The Central Bank of Myanmar (CBM) Law was signed by the president, U Thein Sein, on July 11, 2013. The legislation secures the bank’s autonomy and clarifies its responsibilities.
U Phyo Min Thein, an MP and a member of the Parliament’s Banks and Financial Institutions Development Committee, said, “How long will it take to give [Central Bank] the authority, even though the government has said they will assert control during the transition period only?”
He said the government is can not to be solely blamed for this, as the Central Bank also needs to consider itself independent as well.
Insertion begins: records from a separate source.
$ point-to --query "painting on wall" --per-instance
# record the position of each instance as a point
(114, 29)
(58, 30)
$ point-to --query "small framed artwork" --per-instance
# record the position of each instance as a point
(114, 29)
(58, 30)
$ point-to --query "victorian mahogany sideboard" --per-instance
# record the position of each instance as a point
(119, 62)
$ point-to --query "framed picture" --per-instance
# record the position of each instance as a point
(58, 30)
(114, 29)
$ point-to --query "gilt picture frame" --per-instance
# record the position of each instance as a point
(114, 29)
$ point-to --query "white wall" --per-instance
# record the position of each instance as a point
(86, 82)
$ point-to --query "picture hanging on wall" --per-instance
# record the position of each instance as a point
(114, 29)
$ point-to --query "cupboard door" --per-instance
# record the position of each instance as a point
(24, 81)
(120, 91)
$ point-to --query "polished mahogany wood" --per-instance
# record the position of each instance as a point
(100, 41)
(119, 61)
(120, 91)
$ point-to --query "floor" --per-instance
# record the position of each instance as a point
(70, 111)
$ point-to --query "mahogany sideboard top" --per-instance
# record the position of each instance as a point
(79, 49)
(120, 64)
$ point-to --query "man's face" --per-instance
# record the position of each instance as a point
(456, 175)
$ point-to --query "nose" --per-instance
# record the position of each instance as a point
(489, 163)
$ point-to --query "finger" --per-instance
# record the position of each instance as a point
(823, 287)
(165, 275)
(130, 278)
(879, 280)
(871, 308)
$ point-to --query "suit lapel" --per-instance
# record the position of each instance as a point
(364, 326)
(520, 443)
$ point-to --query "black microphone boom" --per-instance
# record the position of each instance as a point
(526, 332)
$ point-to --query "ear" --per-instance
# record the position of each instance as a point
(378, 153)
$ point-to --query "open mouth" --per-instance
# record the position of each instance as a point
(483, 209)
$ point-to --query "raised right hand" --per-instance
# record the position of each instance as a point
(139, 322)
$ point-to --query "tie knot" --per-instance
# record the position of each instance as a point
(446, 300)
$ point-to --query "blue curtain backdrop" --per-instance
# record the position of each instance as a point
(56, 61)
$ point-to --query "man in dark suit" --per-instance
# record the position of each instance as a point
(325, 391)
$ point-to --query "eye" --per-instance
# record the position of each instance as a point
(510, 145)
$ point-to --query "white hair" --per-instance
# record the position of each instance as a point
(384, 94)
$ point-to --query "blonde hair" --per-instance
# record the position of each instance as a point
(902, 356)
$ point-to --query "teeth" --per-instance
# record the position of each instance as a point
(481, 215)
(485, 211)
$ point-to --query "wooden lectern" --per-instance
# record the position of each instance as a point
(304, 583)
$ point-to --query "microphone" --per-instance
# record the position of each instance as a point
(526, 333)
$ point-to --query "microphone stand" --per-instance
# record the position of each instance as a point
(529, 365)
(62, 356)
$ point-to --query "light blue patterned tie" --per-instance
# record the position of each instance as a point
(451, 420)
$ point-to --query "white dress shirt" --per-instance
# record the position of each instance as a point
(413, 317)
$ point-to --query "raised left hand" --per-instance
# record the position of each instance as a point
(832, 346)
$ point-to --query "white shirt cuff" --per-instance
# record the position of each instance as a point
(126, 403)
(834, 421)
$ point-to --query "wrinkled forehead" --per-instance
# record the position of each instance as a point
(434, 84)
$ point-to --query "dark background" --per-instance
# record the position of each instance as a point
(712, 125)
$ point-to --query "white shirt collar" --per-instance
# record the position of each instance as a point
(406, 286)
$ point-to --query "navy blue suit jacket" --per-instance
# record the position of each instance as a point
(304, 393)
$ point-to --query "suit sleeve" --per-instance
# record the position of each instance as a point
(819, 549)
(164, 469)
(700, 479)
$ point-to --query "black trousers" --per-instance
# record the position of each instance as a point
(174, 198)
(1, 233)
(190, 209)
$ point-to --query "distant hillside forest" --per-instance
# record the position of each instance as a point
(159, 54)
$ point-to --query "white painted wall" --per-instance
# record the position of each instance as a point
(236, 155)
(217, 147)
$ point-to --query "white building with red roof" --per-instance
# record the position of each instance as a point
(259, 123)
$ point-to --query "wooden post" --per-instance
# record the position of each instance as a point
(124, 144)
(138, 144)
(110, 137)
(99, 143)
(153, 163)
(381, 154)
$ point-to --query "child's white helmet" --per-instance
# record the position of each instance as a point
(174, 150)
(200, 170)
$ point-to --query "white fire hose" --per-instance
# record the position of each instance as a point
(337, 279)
The Committee also claimed that it has been difficult to conduct surveys and gather statistics, as studies are often conducted by agencies unrelated to the government or the Central Bank. This makes it difficult to pass informed laws.
U Phyo Min Thein added that the role of Central Bank is crucial for national economic development, and if it doesn’t function well there will be issues such as inflation due to overproduction of banknotes, budget deficit, instability in prices of goods and weak currency.
“These will continue unless the Central Bank can act independently,” he said.
According to the 1952 Central Bank Law, 25 percent of the overall monetary supply had to be in foreign currency and banknote production was stopped if the production exceeded certain set limits.
U Than Lwin, former vice chairman of Central Bank, said “If overproduction of bank notes occured, the Central Bank had to stop the production and back up the currency by generating more income and taking foreign loans.”
However, that law was abolished in 1967 by the Myanmar Socialist Party and the Central Bank was put under the Ministry of Finance, so that it could be tightly controlled by the government.